The work of Vico Magistretti is to be celebrated with More or less 60 chairs in 60 years.
The designer readily admitted he was obsessed by chairs, saying in 2003: ‘I have a somewhat shameful passion for chairs. I think it’s because they’re the hardest thing, they don’t forgive you anything. It’s hard to be happy with a chair.’
Fondazione studio museo Vico Magistretti is returning to his obsession until 26 February, 45 years after Magistretti staged the Twenty years, Twenty chairs solo exhibition in Milan, which he followed with Twenty-one years, twentyone chairs in London in 1981.
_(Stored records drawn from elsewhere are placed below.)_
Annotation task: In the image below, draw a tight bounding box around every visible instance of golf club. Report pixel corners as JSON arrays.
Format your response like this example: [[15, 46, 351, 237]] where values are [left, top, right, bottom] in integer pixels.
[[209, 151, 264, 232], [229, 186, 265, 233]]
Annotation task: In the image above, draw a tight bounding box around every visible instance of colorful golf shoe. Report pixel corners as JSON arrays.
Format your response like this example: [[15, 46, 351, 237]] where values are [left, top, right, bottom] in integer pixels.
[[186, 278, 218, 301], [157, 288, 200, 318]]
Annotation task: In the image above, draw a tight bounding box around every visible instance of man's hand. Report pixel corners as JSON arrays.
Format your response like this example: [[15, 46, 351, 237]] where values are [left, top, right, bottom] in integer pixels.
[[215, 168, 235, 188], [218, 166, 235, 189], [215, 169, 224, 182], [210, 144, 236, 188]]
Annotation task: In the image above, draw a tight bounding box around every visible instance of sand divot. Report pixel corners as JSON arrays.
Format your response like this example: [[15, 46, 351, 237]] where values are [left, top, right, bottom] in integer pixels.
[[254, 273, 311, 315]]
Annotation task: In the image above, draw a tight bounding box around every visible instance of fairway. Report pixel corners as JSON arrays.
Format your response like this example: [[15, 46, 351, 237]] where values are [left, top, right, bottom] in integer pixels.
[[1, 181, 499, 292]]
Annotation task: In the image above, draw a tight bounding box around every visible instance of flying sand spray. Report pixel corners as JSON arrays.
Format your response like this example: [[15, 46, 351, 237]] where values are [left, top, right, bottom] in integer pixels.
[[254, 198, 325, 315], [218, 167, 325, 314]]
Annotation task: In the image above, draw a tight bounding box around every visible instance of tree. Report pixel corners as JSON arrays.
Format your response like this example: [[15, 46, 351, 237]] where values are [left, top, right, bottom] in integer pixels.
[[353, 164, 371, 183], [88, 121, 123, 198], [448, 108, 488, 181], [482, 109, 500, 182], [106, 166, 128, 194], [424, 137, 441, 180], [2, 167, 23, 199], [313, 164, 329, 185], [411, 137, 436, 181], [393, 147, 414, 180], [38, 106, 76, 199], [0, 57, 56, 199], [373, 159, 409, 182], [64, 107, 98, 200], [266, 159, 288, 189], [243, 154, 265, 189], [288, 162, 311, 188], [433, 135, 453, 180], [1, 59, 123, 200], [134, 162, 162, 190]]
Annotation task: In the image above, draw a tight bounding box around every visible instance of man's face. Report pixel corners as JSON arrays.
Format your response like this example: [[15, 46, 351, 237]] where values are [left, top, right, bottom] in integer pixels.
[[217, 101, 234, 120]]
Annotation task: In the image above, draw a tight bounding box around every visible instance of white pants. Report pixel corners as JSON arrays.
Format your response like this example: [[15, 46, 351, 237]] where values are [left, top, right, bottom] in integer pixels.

The MIlan exhibition unfolds along two paths: a timeline of original drawings and photographic reproductions of 66chairs – too many for the small studio museum to show – designed by Magistretti over his sixty-year career. In addition, a dozen or so chairs are available for visitors to sit on and try out, along with just as many notebooks filled with the stories behind each chair: insights, collaborations, revisions, reconsiderations, production challenges, and some legal troubles.
Curator Luca Poncellini, who practically moved in to the museum to read and re-read letters, agreement drafts, faxes, and press kits; study patent files and photos of prototypes and models; examine drawings and decipher notes to allow each chair to tells its own story, revealing the vision of a designer who left an indelible mark on both Italian and international design history.